If you have been in trouble when implementing your new, fresh, reflective loader, raise your hand!
Well, after a thousand crashes, I want to write down some simple suggestions that could literally save you days of debugging.
The reflective loader
Generally speaking, a reflective DLL cannot be debugged with common tools and enough comfort. In fact, a reflective DLL has a custom loader inside that does the underlying mechanisms to load the DLL in memory. Basically, it loads it-self.
Note: a reflective loader cannot leverage Windows APIs or external functions because the DLL is not loaded yet. Therefore, a loader contains only PIC (Position-Independent Code) that is accomplished through particular language syntax and compiler tricks. I just want to say: maybe the problem resides in our compiler/linker flags :).

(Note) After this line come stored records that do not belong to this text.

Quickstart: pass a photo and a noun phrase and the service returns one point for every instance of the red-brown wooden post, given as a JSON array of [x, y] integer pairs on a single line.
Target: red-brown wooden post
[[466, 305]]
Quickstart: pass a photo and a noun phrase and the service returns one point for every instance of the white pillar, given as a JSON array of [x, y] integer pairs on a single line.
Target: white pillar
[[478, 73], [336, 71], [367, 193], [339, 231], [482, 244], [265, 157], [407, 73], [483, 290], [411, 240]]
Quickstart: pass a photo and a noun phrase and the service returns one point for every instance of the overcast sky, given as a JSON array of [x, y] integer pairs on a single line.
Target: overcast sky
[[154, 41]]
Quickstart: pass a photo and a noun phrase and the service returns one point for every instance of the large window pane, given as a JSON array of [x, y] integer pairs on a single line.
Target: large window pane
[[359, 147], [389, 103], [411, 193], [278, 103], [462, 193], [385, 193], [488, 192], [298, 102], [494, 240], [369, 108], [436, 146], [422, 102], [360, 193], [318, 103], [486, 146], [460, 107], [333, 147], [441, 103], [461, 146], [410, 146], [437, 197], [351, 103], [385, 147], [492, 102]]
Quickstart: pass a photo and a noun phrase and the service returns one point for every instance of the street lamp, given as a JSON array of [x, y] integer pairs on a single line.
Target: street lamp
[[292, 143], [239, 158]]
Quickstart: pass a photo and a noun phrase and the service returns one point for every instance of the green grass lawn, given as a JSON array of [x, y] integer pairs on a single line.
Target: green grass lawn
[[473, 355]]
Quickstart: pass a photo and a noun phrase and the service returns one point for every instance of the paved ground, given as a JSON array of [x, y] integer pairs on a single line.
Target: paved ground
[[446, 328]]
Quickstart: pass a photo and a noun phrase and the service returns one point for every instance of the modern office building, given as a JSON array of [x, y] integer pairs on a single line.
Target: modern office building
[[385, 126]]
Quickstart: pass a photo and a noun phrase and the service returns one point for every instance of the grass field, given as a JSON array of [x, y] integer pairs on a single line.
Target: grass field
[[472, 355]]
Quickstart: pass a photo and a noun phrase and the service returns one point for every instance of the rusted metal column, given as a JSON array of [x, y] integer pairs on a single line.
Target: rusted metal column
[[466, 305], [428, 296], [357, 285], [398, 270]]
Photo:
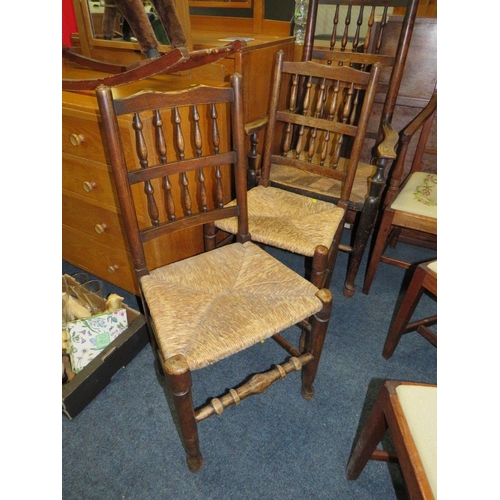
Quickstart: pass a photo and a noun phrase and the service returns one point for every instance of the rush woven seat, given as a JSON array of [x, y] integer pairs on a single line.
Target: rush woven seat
[[306, 129], [213, 305], [288, 221], [203, 308]]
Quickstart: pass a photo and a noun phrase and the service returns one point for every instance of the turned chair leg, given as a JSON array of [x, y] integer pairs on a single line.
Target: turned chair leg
[[405, 312], [314, 342], [378, 249], [371, 435], [363, 231], [179, 382]]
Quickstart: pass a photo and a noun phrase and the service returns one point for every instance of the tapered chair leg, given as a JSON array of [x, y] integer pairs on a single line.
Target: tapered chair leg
[[371, 435], [405, 312], [314, 342], [179, 382], [378, 249]]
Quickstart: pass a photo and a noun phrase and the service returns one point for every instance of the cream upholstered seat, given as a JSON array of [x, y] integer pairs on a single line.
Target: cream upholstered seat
[[201, 309], [215, 304], [288, 221], [419, 404], [408, 411], [410, 202]]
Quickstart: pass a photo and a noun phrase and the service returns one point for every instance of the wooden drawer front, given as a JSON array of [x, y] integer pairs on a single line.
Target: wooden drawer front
[[95, 220], [81, 136], [89, 179], [112, 264]]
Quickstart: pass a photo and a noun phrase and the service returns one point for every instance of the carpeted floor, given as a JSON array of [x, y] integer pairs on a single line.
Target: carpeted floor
[[276, 445]]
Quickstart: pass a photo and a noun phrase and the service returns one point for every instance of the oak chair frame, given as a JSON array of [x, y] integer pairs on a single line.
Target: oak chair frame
[[197, 211], [362, 53], [387, 416], [423, 279]]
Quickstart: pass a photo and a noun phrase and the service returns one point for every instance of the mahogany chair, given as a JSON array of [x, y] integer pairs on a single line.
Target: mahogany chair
[[411, 198], [310, 133], [408, 411], [222, 301], [357, 39], [424, 278]]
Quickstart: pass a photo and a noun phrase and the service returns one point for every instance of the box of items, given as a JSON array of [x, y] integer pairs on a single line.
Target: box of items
[[104, 343]]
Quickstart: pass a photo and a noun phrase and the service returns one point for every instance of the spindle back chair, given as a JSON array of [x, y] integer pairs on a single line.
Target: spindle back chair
[[355, 35], [221, 302], [307, 133]]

Since there’s no LoadLibrary
API or any load event that can be intercepted, common debugging won’t work. You can’t just set a breakpoint on Visual Studio, press Run and debug. You have to leverage some assembly debugger like IDA or xdbg, allowing you to understand deep enough the cause of a crash, steps many instruction back and play with memory.
You have to learn assembly.
How to debug
We’ll take IDA as an example.
Using an injector - the “standard” way
Basically, you have to do two things to break a reflective DLL after it is loaded:
- Run the injector and stop at the
CreateThread
or the equivalent mechanism that will run the injected DLL - Open a new window, attach to the process in which the DLL is injected and search
- search what? ⇒ the export that loads the DLL! Now, put a breakpoint on the start of it
From the 1st window, continue execution. You eventually hit the DLL export.
Using rundll32
Ok, in this way you only have to open the DLL under IDA and set process parameters accordingly:
- application:
rundll32.exe
- params:
<path/to/file.dll>,"ExportName"
In this case you do not lose access to the debug symbols, resulting in a better debug experience.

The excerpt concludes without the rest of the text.